Your dad’s work ethic was pretty legendary, as was the blue-collar nature of the way he did his tours – driving himself to gigs and that sort of thing…
“Well y’know, he was a carpenter! My dad grew up during the Great Depression, and I think there’s something about that generation… they just knew that in order to survive that they had to work! And he was the hardest working man I have ever seen.
“They always said James Brown was the hardest working man in showbusiness. Well if that’s true, then my dad was right up behind him! They just had this work ethic, whether it was playing on stage, building a barn or pouring concrete – because he did all those things – it was unbelievable.
“The first time I went to Europe with him with my father, we went to Italy and yes, we did drive ourselves everywhere! Then four or five months later we had 17 dates in 18 days, starting in Moscow and ending in the Gran Canaria… and I was just like, how is my 82-year-old father doing this?! Getting up, driving, playing shows, jumping on planes… it was just incredible, I was awestruck by him, truly. But the work kept him vibrant and youthful, because it kept him on the go!”
You worked on your dad’s final album, too, of course, which he’d been working on for decades. It must have been a hugely special experience…
“It was a huge source of pride for myself and for everyone else. Of course, I can’t take credit for working on this from 1991 until it was actually released, but I contributed my part! And the proudest part of that whole experience – asides from working with my father and my sister and the rest of the band – is that my son is also on that album. I had hair growing on my chest I was so proud, not only that he was on there, but that my father wanted him to be on there – it was beautiful!
“We did contribute a lot more of the behind-the-scenes stuff – picking out the record label to work with and all that. But all the credit on that album goes to my father and my mother.”
Chuck’s music is obviously iconic, it’s part of the fabric of culture and has endured for so long. What do you feel when you hear songs like Johnny B Goode on the radio, how does it make you feel?
“It just makes me feel really good, man. And to specifically pick out Johnny B Goode, it makes me very proud, because there’s no other rock act that can say that they have their music in interstellar space! There isn’t another band or artist who can say that – radio stations might be broadcasting the signals out there, but there’s no gold record!”
That gold disc being aboard the Voyager probe… was that a bit of a moment for your dad as well?
“My dad was pretty laid-back about most of this stuff : he would get awards and that kind of thing and he was like, ‘Oh they gave me a Lifetime Achievement Grammy? Oh okay, whatever… They gave me a gold record for My Ding A Ling? Well, that’s a silly song but okay, great…’
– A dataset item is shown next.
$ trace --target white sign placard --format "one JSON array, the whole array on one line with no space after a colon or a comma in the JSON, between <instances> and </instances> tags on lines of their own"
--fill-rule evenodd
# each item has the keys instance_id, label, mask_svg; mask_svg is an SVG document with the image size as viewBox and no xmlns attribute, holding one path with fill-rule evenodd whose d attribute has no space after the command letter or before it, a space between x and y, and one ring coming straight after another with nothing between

“But when the Voyager blasted off with that record on it, he was truly enthused, he could not believe it. Because my dad was a science buff, and he loved that whole thing, so the fact that Karl Sagan advocated for that whole thing, and he got to meet him and a whole bunch of people at NASA he was just like, ‘Wow! I can’t believe this is all going on! They took my record and put it on that thing… and it’s past the moon already!’”
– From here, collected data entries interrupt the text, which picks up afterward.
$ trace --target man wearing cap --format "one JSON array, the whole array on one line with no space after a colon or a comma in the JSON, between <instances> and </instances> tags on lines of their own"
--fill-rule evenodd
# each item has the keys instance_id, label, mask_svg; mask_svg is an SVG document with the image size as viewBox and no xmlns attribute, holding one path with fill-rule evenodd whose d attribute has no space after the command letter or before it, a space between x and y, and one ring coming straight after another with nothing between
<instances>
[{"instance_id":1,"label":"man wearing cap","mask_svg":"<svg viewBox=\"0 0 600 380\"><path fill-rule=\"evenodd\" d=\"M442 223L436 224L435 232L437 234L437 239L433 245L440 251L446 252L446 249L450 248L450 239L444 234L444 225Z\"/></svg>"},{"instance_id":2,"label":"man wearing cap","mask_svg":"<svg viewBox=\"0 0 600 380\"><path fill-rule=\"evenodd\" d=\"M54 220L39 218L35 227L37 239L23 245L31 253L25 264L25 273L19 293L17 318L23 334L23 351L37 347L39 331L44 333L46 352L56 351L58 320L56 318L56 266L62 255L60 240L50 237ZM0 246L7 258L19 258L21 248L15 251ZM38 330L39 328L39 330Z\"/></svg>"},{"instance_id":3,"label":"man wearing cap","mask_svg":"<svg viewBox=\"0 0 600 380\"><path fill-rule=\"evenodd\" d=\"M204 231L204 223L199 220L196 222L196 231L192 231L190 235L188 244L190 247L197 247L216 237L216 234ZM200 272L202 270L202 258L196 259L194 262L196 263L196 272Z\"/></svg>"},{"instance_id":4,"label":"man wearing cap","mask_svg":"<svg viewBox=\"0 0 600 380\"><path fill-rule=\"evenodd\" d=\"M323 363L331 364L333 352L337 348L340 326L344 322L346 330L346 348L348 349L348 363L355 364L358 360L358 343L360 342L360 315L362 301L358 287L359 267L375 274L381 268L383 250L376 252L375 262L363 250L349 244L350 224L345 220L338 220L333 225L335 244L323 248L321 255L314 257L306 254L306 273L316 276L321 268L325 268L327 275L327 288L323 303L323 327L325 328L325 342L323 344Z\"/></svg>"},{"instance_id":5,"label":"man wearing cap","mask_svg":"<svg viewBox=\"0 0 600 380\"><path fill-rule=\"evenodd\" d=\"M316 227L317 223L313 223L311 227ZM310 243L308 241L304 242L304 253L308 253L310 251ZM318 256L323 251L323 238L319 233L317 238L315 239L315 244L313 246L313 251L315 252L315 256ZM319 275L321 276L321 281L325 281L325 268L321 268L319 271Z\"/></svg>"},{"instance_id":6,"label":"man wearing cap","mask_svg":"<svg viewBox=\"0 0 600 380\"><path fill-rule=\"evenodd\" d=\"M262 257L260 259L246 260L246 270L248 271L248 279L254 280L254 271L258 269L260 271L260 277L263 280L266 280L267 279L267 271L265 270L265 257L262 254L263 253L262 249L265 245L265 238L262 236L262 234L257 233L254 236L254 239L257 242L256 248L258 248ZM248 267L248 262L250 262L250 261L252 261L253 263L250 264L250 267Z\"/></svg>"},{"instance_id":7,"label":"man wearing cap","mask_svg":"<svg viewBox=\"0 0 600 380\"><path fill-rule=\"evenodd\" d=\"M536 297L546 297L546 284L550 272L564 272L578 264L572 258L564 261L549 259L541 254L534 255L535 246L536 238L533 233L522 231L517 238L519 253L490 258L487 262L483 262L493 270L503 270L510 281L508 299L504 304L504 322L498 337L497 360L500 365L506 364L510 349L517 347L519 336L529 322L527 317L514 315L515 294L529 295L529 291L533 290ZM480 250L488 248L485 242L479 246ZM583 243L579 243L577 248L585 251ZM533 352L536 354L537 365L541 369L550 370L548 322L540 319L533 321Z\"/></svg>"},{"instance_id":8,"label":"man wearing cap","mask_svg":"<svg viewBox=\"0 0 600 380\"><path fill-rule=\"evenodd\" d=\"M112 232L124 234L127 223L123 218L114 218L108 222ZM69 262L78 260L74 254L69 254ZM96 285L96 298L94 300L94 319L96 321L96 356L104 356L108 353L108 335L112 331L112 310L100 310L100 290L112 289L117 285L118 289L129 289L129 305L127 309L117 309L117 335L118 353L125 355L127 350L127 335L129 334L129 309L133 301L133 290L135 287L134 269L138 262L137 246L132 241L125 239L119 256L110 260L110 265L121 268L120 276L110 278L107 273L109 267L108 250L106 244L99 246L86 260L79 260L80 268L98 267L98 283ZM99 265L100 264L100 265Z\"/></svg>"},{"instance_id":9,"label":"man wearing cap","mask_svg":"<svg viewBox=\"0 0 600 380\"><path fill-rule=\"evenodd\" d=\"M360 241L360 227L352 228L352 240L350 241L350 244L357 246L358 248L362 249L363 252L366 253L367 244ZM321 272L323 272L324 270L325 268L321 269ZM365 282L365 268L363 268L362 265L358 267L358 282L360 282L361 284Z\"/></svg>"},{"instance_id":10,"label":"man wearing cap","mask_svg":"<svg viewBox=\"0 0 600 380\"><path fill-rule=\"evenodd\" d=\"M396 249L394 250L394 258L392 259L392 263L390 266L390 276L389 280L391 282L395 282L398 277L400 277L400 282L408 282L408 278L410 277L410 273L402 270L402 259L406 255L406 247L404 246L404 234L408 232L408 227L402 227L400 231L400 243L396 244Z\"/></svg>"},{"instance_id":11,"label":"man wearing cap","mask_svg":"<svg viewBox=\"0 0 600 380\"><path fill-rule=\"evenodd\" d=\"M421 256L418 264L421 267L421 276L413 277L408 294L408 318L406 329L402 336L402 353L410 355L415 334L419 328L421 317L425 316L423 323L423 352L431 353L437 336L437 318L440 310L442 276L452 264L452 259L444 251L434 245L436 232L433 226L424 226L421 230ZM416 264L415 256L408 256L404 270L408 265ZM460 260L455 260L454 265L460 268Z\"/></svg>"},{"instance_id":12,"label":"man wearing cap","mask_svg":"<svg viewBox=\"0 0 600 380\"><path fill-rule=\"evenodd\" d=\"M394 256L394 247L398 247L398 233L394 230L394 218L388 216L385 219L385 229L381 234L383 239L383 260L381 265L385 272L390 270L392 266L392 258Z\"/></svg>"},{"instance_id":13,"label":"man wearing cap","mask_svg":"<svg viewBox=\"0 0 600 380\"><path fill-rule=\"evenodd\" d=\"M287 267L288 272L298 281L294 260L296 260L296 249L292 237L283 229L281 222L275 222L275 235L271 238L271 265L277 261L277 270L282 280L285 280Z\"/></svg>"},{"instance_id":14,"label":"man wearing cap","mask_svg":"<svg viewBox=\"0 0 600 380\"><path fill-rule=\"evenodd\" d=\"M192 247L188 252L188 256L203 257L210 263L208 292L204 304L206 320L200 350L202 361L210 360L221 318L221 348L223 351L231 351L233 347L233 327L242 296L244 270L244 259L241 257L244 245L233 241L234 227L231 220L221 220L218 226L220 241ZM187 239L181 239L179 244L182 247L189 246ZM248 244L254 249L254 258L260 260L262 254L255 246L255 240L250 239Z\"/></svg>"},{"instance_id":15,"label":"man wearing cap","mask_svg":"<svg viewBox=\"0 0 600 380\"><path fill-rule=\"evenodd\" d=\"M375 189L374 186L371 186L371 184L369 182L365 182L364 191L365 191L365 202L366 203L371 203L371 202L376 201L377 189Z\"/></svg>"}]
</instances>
Given that your dad resisted the signature guitar thing for so long, now that it’s here, how do you think he’d feel about Gibson honouring him with this instrument?
“I think this would be another instance where he probably wouldn’t say anything to Gibson or anyone, but he’d say to my mum, ‘…I got my own guitar now!’ Because he was a businessman, so he never wanted to show all his cards! But I think he’d be very pleased, that this guitar that helped start his career is now a part of Gibson’s line of instruments.”